Strong Anecdotal Statements
From Steward’s point of view, the real reason to get excited about the phenomenal initial results of this stem cell therapy is not the supporting historical data, but rather the anecdotal statements by the clinical researchers.
For instance, he points to the statements by Richard Fessler, the lead investigator of the Asterias trial and a professor of neurosurgery at Rush University Medical Center in Chicago. “I’ve been treating these kinds of patients for 30 years,” Fessler said in the San Francisco Chronicle story, “and I’ve never seen anything like this before.” (Fessler has no financial stake in Asterias, company officials say.)

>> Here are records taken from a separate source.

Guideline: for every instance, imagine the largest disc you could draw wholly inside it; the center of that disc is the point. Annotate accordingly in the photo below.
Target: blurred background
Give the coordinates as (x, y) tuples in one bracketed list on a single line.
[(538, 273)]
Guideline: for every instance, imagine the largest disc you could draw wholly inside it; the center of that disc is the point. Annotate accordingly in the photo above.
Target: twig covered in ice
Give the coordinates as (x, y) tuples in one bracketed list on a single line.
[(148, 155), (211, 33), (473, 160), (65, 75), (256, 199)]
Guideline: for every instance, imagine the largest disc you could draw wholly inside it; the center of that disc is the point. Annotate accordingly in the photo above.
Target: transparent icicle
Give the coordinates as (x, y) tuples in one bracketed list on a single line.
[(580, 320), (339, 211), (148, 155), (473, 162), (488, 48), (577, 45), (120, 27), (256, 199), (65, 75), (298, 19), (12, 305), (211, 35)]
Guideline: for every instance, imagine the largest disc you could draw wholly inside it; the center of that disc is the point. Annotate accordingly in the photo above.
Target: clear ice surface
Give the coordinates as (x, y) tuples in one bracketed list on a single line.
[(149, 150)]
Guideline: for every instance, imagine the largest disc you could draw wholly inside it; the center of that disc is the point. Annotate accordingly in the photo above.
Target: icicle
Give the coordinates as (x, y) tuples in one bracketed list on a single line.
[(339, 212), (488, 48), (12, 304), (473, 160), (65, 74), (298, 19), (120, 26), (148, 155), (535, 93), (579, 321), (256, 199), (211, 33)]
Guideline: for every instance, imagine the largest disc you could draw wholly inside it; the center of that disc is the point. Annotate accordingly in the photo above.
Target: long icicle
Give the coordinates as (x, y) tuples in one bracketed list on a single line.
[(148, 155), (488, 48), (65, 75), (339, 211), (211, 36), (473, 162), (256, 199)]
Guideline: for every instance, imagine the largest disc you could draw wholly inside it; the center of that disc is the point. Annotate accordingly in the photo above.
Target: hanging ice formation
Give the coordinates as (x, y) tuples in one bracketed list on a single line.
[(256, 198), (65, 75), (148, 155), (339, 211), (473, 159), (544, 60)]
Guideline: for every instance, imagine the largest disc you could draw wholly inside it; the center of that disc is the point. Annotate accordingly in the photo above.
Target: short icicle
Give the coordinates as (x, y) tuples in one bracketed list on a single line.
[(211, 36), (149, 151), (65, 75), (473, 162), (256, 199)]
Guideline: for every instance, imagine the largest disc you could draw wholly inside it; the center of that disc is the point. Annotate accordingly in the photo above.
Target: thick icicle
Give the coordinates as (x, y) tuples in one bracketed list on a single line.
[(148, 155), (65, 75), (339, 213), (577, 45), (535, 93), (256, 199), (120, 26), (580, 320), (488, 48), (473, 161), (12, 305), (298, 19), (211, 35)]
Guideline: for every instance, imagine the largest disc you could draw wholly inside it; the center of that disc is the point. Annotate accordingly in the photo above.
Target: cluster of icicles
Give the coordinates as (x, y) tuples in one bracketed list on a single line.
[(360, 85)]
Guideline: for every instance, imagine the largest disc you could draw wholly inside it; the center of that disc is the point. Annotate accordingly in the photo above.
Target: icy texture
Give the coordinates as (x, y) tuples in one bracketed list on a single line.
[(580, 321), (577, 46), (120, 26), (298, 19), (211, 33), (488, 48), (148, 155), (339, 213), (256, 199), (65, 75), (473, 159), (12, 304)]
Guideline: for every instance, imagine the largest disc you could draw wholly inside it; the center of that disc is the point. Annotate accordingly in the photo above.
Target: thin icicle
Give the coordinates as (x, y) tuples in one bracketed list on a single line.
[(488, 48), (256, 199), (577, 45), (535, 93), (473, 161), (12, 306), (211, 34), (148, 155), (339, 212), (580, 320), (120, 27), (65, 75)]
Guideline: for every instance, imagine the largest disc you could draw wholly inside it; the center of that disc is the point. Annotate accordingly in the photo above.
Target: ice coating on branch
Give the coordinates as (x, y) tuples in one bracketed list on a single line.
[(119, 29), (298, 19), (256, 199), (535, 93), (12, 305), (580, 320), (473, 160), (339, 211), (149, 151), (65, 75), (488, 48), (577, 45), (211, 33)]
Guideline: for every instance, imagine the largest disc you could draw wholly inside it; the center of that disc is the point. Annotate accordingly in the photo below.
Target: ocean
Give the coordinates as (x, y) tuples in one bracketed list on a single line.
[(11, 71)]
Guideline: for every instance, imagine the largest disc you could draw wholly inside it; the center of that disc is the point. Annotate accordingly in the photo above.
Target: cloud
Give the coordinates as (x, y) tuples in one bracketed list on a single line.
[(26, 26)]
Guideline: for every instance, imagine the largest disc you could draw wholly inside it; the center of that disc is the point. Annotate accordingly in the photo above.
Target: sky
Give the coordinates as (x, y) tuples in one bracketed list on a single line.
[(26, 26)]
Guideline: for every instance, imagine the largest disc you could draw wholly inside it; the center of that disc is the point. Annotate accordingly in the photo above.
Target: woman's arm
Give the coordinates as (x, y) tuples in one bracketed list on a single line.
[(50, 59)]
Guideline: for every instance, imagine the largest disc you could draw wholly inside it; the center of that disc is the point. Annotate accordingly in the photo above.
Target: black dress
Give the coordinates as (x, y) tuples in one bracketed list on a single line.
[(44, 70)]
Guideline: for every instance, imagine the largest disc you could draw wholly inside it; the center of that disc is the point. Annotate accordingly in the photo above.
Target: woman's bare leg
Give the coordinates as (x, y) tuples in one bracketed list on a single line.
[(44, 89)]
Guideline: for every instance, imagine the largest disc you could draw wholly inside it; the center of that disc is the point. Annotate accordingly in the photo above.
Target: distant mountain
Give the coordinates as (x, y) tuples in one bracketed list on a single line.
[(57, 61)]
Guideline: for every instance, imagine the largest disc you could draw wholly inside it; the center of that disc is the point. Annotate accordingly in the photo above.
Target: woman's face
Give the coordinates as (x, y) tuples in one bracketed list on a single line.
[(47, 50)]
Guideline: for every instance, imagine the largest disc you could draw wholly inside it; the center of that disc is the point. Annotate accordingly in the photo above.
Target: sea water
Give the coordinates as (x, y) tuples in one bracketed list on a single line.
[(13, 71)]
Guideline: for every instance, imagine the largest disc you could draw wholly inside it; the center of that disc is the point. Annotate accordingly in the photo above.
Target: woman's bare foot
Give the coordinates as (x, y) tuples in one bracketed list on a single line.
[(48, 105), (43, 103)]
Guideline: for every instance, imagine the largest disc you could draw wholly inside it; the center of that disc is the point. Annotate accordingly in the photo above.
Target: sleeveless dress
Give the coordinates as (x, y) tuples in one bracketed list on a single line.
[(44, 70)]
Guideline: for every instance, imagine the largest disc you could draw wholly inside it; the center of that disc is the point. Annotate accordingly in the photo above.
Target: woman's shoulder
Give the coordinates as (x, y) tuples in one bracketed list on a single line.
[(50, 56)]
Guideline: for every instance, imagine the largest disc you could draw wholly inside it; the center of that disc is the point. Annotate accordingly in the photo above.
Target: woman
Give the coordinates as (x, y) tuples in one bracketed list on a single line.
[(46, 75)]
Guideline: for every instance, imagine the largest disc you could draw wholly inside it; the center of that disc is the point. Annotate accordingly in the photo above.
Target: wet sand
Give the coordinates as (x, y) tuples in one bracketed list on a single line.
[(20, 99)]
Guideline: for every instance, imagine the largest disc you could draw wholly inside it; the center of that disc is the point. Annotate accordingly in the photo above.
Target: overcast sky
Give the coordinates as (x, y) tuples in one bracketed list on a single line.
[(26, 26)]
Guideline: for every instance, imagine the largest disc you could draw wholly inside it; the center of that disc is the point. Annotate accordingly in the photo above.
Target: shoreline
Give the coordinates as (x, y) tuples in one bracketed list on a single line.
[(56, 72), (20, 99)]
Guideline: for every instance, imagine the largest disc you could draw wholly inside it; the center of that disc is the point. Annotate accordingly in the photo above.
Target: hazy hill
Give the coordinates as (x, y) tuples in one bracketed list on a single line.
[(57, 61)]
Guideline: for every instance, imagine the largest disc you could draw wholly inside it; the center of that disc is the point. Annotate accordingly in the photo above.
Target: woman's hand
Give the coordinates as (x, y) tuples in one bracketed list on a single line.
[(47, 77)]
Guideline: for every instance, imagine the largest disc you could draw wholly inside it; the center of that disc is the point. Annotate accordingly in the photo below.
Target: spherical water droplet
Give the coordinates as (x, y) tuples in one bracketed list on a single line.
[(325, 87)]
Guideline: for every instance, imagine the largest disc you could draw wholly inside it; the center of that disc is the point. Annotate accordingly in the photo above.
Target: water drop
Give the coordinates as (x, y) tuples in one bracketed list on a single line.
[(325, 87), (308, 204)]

“When someone like Fessler says ‘I’ve never seen anything like that,’ ” Steward says, “I spend more time listening to that than to historical data.”
Steward also points out that this stem cell therapy won’t help those with chronic spinal injuries, but says it could be a game-changer for newly injured patients.
“Still, this is huge,” he says. “Things are progressing in a positive way. No bad outcomes, and people seem to be improving in a way that may be unprecedented. As a scientist I think it’s very exciting.”
Jon Brooks contributed to this report.